WASHINGTON: This undated photo from the personal collection of Jeffrey Epstein, provided by the Democrats on the House Oversight Committee on Dec. 12, 2025, shows former President Bill Clinton (C) posing with Epstein (R) and Ghislaine Maxwell (2nd-R). (Photo by HANDOUT/HOUSE OVERSIGHT DEMOCRATS/AFP)

CHAPPAQUA: Former US president Bill Clinton will be grilled by a Congressional panel on Friday on his well-documented links to Jeffrey Epstein.


Clinton features prominently throughout the latest Epstein files disclosures, with the former president insisting that he broke ties with him well before the disgraced billionaire's 2008 conviction for sex offenses.


Mere mention in the files released by the US Department of Justice does not imply wrongdoing, and Clinton has not been accused of a crime or formally investigated.


He follows his wife, former secretary of state Hillary Clinton, who testified Thursday.


'Kangaroo court'

The depositions are being held behind closed doors even though the Clintons called for them to be open and televised, a move Bill Clinton denounced as akin to a "kangaroo court."


The grilling comes with greater peril for the former president than for his wife, as he has acknowledged extensive interactions with Epstein, but said he never visited the shady financier's private Caribbean island.


Epstein associated with the world's rich, famous and powerful, and was convicted in 2008 for soliciting sex from girls as young as 14.


He died in a New York jail cell in 2019 while facing trial on sex trafficking charges. His death was ruled a suicide.


The Republican-led House Oversight Committee is probing those who were linked to Epstein, particularly in light of the Justice Department's disclosures of millions of new documents related to its investigation of him.


Hillary insisted that she had neither flown on Epstein's plane nor visited his island.


The Clintons had initially rejected subpoenas ordering them to testify in the panel's probe, but the Democratic power couple agreed to do so after House Republicans threatened to hold them in contempt of Congress.


Newly released pictures 

Hillary Clinton said in her opening statement to the panel that it "justified its subpoena to me based on its assumption that I have information regarding the investigations into the criminal activities of Jeffrey Epstein and Ghislaine Maxwell."


"Let me be as clear as I can. I do not."


Democrats say the investigation is being weaponized to attack Trump's political opponents rather than to conduct legitimate oversight.

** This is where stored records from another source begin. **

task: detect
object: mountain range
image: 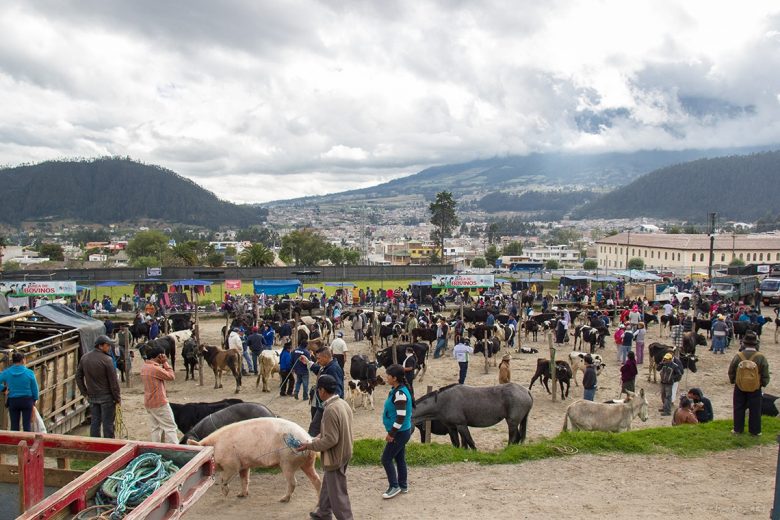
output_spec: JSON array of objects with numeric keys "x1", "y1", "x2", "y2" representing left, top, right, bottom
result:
[{"x1": 0, "y1": 158, "x2": 268, "y2": 228}]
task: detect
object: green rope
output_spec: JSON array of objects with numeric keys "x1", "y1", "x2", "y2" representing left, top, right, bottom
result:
[{"x1": 95, "y1": 453, "x2": 179, "y2": 520}]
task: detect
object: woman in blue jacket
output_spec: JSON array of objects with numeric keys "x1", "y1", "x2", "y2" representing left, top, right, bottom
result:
[
  {"x1": 0, "y1": 352, "x2": 38, "y2": 432},
  {"x1": 382, "y1": 365, "x2": 412, "y2": 498}
]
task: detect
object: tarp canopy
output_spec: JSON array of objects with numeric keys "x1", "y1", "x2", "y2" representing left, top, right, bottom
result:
[
  {"x1": 171, "y1": 280, "x2": 214, "y2": 287},
  {"x1": 612, "y1": 269, "x2": 661, "y2": 280},
  {"x1": 35, "y1": 303, "x2": 106, "y2": 354},
  {"x1": 253, "y1": 280, "x2": 301, "y2": 296}
]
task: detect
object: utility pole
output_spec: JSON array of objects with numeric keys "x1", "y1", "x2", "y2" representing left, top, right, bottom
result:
[{"x1": 707, "y1": 213, "x2": 717, "y2": 280}]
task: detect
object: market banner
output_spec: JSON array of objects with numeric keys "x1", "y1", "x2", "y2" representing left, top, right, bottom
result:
[
  {"x1": 225, "y1": 280, "x2": 241, "y2": 291},
  {"x1": 431, "y1": 274, "x2": 495, "y2": 289},
  {"x1": 0, "y1": 281, "x2": 76, "y2": 298}
]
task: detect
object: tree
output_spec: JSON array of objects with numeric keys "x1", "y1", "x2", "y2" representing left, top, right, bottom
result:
[
  {"x1": 485, "y1": 244, "x2": 499, "y2": 267},
  {"x1": 206, "y1": 250, "x2": 225, "y2": 267},
  {"x1": 428, "y1": 191, "x2": 459, "y2": 254},
  {"x1": 125, "y1": 230, "x2": 168, "y2": 267},
  {"x1": 279, "y1": 229, "x2": 330, "y2": 265},
  {"x1": 238, "y1": 244, "x2": 274, "y2": 267},
  {"x1": 471, "y1": 256, "x2": 487, "y2": 269},
  {"x1": 38, "y1": 243, "x2": 65, "y2": 262},
  {"x1": 503, "y1": 240, "x2": 523, "y2": 256}
]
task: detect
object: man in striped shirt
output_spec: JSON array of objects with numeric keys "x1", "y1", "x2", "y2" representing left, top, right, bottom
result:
[{"x1": 141, "y1": 346, "x2": 178, "y2": 444}]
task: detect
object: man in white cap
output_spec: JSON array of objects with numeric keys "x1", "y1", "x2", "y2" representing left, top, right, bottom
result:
[{"x1": 330, "y1": 331, "x2": 349, "y2": 370}]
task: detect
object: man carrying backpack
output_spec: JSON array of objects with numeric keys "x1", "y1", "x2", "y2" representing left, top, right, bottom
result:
[
  {"x1": 729, "y1": 331, "x2": 769, "y2": 436},
  {"x1": 656, "y1": 352, "x2": 682, "y2": 416}
]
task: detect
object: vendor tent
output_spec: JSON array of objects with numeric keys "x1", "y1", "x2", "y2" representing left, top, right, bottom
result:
[
  {"x1": 35, "y1": 303, "x2": 106, "y2": 354},
  {"x1": 253, "y1": 280, "x2": 301, "y2": 296}
]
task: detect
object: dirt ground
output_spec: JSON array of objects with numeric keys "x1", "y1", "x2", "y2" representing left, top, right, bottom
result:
[{"x1": 112, "y1": 310, "x2": 780, "y2": 518}]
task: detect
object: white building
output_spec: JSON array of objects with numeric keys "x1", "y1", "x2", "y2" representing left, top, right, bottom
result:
[{"x1": 523, "y1": 244, "x2": 580, "y2": 264}]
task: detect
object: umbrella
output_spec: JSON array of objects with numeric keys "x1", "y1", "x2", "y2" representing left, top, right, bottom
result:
[
  {"x1": 171, "y1": 280, "x2": 213, "y2": 287},
  {"x1": 95, "y1": 280, "x2": 129, "y2": 287}
]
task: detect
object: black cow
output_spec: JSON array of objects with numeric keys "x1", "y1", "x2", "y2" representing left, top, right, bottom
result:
[
  {"x1": 171, "y1": 399, "x2": 244, "y2": 433},
  {"x1": 138, "y1": 336, "x2": 176, "y2": 370},
  {"x1": 376, "y1": 343, "x2": 428, "y2": 381},
  {"x1": 528, "y1": 358, "x2": 572, "y2": 399},
  {"x1": 181, "y1": 338, "x2": 198, "y2": 381},
  {"x1": 180, "y1": 403, "x2": 276, "y2": 444},
  {"x1": 349, "y1": 353, "x2": 380, "y2": 381}
]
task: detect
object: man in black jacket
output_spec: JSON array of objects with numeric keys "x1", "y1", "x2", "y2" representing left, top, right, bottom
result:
[
  {"x1": 76, "y1": 335, "x2": 122, "y2": 439},
  {"x1": 298, "y1": 347, "x2": 344, "y2": 437}
]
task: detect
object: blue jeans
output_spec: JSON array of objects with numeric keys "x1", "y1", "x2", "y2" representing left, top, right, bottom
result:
[
  {"x1": 89, "y1": 399, "x2": 116, "y2": 439},
  {"x1": 382, "y1": 428, "x2": 412, "y2": 489},
  {"x1": 433, "y1": 338, "x2": 447, "y2": 359},
  {"x1": 458, "y1": 361, "x2": 469, "y2": 385},
  {"x1": 293, "y1": 372, "x2": 309, "y2": 399}
]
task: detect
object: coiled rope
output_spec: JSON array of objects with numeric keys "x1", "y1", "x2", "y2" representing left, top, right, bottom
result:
[{"x1": 95, "y1": 453, "x2": 179, "y2": 520}]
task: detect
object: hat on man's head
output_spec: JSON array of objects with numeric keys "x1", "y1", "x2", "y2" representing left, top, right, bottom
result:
[
  {"x1": 742, "y1": 330, "x2": 758, "y2": 348},
  {"x1": 95, "y1": 334, "x2": 116, "y2": 347},
  {"x1": 317, "y1": 374, "x2": 339, "y2": 394}
]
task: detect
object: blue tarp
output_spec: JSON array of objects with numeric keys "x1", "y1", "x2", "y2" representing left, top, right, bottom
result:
[{"x1": 253, "y1": 280, "x2": 301, "y2": 296}]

Bill Clinton features prominently in the trove of investigative files related to Epstein released by the Justice Department, but has not been accused of any wrongdoing.


Previously unseen photographs from the files include one showing the former president reclining in a hot tub, part of the image obscured by a stark black rectangle.


In another, Clinton is pictured swimming alongside a dark-haired woman who appears to be Epstein's accomplice, Ghislaine Maxwell.


'Innocent of any wrongdoing'

Clinton has acknowledged flying on Epstein's private plane several times in the early 2000s for Clinton Foundation-related humanitarian work.


David Markus, an attorney for Maxwell, said recently that Clinton and Trump are "innocent of any wrongdoing."


The depositions are being held in Chappaqua, New York, where the Clintons reside.


Dozens of journalists have converged on the wealthy hamlet, and the Secret Service erected metal barricades around the arts center where the depositions are happening.


Republican committee chair James Comer said at the conclusion of Hillary's appearance that lawmakers had "a lot of questions for her husband tomorrow."